Stock Exchange-listed companies are to be forced to publish data on their greenhouse gas emissions form next year, deputy prime minister Nick Clegg has announced.

This will link their share prices of the 1,800 or so firms listed on the main UK stock market to the cost of emitting climate-warming gases. They will have to include the data, in a universally consistent format, in their corporate earnings reports from next April.

Two years later, the rules will be extended to include all large companies. The intention is to encourage them to improve their impact on the environment, their energy consumption, and to make public the link between profitability and greenhouse gas emissions growth.

“Using resources responsibly is in business’s own interests too. Pepsi depends on water, Unilever depends on fish stocks and agricultural land, and every firm relies on a stable fuel supply,” Clegg wrote.

“While nine out of ten chief executives say sustainability is fundamental to their success, only two out of ten record the resources they consume.”

The move was quickly applauded by the British Council of Shopping Centres. Helen Drury said that the “BCSC has long supported the aim to measure and manage carbon emissions through consistent and comparable reporting.

“However, government must now recognise the redundancy of the Carbon Reduction Commitment scheme, in particular the Performance League Table.”

Industry has long been calling for the abolition of the CRC. Speaking for the Confederation of British Industry, Rhian Kelly, its director for business environment policy, repeated the call for the CRC’s abolition and added: “We have been calling for mandatory carbon reporting for some time. It is an important way to help businesses save money and emissions.”

The Institute of Environmental Management and Assessment said the full benefits will not be seen until the scheme does cover all of the 24,000 large UK businesses.

Some companies and lobby groups complained about unnecessary extra bureaucracy. “Almost without exception (paper manufacturers) already report GHG emissions,” the Confederation of Paper Industries said in a statement, “either through the EU Emissions Trading Scheme, the UK’s Climate Change Act and the Carbon Reduction Commitment, and/or through returns to the appropriate regulators through statutory returns and resource efficiency programmes.”

All big emitters who are members of the EU-ETS have to report emissions from their European installations, but do not have to publish their carbon footprint.

Consultants PwC said that “It won’t be seen as a burden, given the wholehearted support for the decision from business during the consultation process. Of the four options under consideration, business backed mandatory reporting,” Alan McGill, a partner in PwC’s sustainability and climate change unit, commented.

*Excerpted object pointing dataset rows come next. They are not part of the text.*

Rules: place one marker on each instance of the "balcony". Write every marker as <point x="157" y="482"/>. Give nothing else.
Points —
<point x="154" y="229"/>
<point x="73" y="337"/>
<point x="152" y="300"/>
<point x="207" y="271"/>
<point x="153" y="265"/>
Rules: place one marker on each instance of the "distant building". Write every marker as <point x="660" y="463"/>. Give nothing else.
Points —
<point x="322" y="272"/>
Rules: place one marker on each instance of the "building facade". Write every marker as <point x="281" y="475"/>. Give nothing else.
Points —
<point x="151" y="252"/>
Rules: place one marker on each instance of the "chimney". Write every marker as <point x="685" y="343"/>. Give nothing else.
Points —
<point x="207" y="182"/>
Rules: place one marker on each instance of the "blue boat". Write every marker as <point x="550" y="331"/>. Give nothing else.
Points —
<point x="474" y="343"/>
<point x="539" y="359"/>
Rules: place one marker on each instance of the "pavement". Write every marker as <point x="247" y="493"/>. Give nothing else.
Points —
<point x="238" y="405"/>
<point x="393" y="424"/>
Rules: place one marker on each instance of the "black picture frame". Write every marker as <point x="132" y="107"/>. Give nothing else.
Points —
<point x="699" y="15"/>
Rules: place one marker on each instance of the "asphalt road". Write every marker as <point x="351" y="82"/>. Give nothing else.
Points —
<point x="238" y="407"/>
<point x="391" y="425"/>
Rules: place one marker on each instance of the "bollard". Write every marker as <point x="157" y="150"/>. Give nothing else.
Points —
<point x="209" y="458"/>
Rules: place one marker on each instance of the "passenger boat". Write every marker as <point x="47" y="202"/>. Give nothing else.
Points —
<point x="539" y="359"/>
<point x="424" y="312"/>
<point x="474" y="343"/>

Andrew Raingold, executive director for the Aldersgate Group, agreed: “The vast majority of businesses strongly welcome the introduction of mandatory carbon reporting. Our detailed analysis demonstrates that this announcement will lead to huge cost savings for businesses as opportunities to reduce their energy use become more apparent. Over three quarters of UK adults expect that businesses should be required to report their emissions, as demonstrated by a Populus poll that we published last month.”

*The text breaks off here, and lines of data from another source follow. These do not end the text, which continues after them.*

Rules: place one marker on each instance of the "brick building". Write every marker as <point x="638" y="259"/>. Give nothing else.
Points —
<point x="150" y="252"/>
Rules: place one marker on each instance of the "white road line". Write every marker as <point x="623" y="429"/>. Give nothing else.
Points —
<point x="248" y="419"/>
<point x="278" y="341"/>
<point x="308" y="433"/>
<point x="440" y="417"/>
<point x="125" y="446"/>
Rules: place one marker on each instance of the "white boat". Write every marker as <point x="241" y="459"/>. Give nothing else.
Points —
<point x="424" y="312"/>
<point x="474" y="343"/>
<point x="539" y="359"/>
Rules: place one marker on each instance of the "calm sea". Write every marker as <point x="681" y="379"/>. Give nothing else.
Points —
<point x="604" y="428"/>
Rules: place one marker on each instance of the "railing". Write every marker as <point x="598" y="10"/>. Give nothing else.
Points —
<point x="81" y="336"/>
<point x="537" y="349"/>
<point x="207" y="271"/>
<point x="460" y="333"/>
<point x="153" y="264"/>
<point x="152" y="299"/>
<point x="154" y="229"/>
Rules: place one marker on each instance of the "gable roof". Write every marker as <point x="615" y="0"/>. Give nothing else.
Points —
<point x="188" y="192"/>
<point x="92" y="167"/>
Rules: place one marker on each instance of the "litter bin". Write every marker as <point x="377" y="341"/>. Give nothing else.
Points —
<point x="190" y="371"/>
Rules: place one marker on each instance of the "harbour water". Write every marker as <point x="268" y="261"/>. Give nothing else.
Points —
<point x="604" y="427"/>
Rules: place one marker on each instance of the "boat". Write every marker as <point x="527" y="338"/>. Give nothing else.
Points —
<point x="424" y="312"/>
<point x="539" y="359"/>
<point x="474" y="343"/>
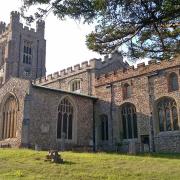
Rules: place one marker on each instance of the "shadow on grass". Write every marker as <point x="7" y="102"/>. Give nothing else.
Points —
<point x="152" y="155"/>
<point x="68" y="163"/>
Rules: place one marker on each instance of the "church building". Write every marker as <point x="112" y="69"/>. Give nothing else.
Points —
<point x="96" y="105"/>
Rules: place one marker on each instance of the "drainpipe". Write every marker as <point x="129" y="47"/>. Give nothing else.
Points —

Clegg said: “British companies need to reduce their harmful emissions for the benefit of the planet, but many back our plans because being energy efficient makes good business sense too. It saves companies money on energy bills, improves their reputation with customers and helps them manage their long-term costs too.

“Climate change is one of the gravest threats we face. The UK is leading the urgent action needed at home and abroad.”

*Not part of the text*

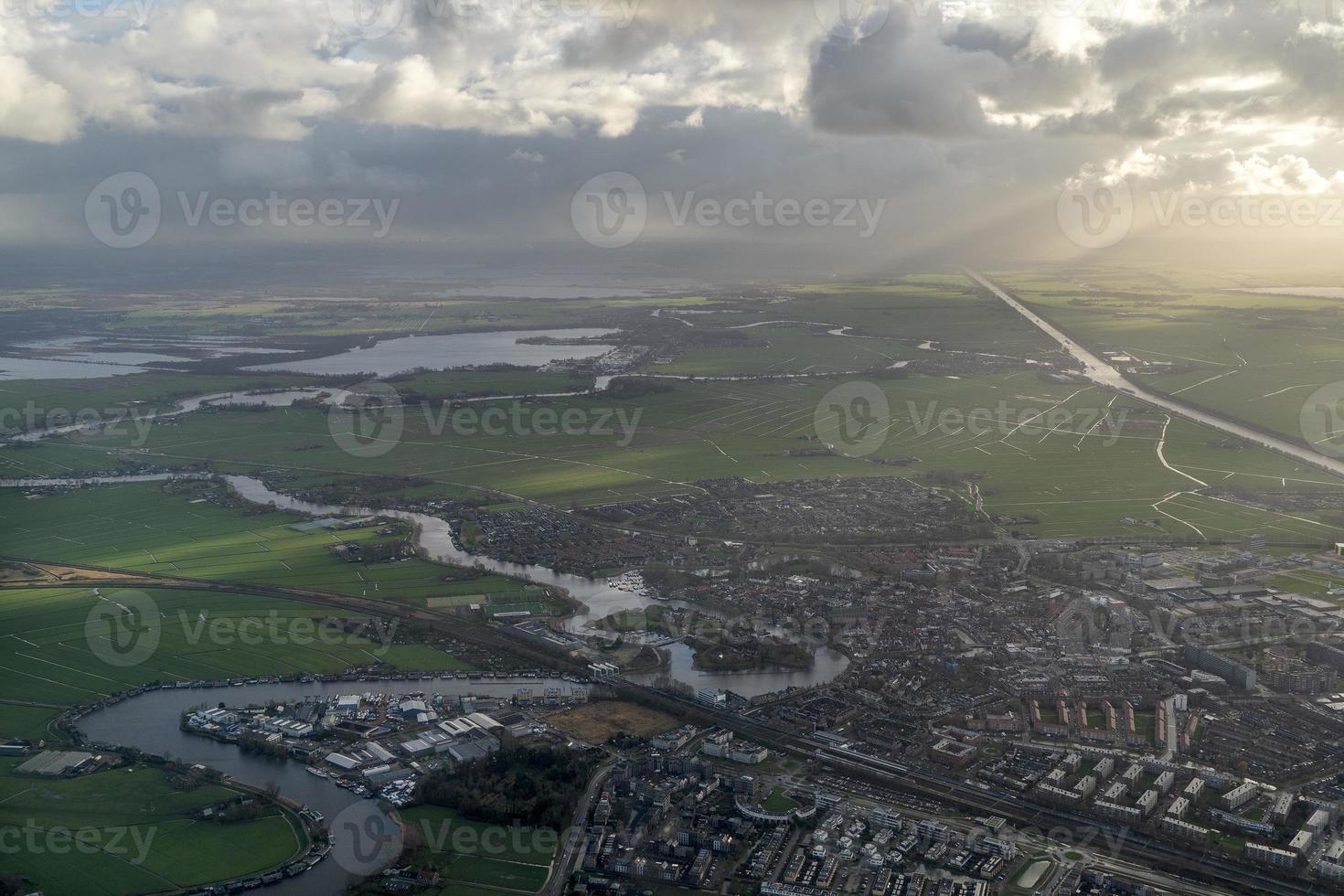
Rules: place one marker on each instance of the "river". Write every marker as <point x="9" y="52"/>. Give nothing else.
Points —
<point x="434" y="536"/>
<point x="151" y="723"/>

Environment secretary Caroline Spelman said: “What [businesses] have asked for is a level playing field so that they can be fairly judged against one another, and we have delivered that today. Investors are now looking hard at the green credentials of businesses, and the reporting of greenhouse gas emissions will give them vital information as they decide where to invest their money.”

Attracting investment in climate change solutions

The Department for Energy and Climate Change (DECC) has also today unveiled a set of principles developed by Anglia Ruskin University to help mobilise private investment into climate change solutions.

They include a policy scoresheet that can be used to help test and develop investment grade policy, and identify barriers and opportunities for investment. Case studies such as power purchase agreements are included in an appendix.

With examples from around the world, it also looks at financial instruments that reduce risks for investors and picks out the best use of subsidies.